Die Bedeutung von Neurotransmittern und metabolischen Faktoren für
Sehnenschmerzen
Neurotransmitter können ebenfalls Schmerzen in den Sehnen verursachen. In Tendinopathien ist das Laktat doppelt so hoch wie in der Kontrollgruppe. Laktat entsteht in der anaeroben Vergärung von Zucker und ist häufig bei mitochondrialen Dysfunktion erhöht. Dies stützt also unsere Hypothese, dass die mitochondriale Funktion bei Sehnenerkrankungen von Bedeutung ist.
Weiterhin zeigen Patienten mit chronischer Achillessehnen- und Patellarsehnentendinopathie erhöhte Konzentrationen des Neurotransmitters Glutamat.(2) Die erhöhte Konzentrationen von Glutamat sensibilisiert Nervenfasern und führt zu verstärkten Schmerzen.
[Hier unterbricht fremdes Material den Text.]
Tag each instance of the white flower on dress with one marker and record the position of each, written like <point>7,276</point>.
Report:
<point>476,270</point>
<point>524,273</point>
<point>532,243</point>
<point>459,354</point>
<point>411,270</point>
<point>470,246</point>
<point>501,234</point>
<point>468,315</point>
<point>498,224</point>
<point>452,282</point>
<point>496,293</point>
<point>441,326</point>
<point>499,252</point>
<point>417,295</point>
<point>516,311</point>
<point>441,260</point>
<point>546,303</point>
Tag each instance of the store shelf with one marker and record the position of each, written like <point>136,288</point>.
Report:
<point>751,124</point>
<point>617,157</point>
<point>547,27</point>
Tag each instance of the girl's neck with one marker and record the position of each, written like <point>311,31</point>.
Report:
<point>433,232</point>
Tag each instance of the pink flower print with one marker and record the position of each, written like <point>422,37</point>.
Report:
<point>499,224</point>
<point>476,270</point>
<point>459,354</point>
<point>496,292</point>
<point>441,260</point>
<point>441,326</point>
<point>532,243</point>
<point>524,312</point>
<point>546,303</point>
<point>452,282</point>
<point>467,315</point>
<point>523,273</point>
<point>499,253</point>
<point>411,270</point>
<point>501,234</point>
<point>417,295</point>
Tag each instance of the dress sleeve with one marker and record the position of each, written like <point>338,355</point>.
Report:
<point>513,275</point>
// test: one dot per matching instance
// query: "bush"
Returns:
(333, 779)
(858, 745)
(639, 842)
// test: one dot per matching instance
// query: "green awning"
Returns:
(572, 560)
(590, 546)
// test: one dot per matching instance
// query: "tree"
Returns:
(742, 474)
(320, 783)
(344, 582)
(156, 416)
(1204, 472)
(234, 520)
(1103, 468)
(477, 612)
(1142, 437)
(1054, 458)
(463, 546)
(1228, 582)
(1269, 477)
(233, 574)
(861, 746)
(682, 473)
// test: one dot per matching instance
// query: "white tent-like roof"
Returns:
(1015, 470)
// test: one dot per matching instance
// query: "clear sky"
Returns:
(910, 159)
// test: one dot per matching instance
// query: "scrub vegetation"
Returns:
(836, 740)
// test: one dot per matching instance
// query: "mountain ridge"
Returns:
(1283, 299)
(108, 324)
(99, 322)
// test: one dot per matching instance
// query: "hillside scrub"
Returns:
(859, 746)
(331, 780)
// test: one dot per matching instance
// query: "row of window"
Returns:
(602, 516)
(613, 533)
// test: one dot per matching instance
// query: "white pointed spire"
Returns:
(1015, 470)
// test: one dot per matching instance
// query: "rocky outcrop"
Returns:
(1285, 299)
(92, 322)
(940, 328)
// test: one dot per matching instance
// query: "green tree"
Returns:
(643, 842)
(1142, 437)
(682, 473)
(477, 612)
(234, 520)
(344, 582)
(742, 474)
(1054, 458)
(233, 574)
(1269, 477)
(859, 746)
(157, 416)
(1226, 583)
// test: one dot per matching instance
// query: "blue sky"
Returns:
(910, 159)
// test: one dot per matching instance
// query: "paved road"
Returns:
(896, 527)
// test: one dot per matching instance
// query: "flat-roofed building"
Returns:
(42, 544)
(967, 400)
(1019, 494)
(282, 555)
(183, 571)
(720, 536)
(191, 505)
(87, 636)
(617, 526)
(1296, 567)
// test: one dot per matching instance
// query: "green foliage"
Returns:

Gerade bei Fluorchinolon-induzierten Sehnenschmerzen könnte die Fehlregulation des gabaergen/glutamergen Nervensystem eine potenzielle Ursache von Schmerzen sein. Diese These wird dadurch gestützt, dass einige Medikamente für Nervenschmerzen, welche auf Glutamat wirken, bei einigen Betroffenen zu einer deutlichen Schmerzreduktion im Bereich der Sehnen führen.
Sind die Schmerzen nach Fluorchinolon-Gabe ähnlich dem Krankheitsbild CRPS, bei welchem eine initiale Verletzung im Verlauf zu starken Nervenschmerzen führt? Die kurzfristige Wirksamkeit jener Medikamente gibt uns zumindest einen Hinweis darauf, dass das Nervensysten, insbesondere jene beiden Neurotransmittern, bei chronisch schmerzenden Sehnen nach Fluorchinolon-Gabe eine Bedeutung zukommt.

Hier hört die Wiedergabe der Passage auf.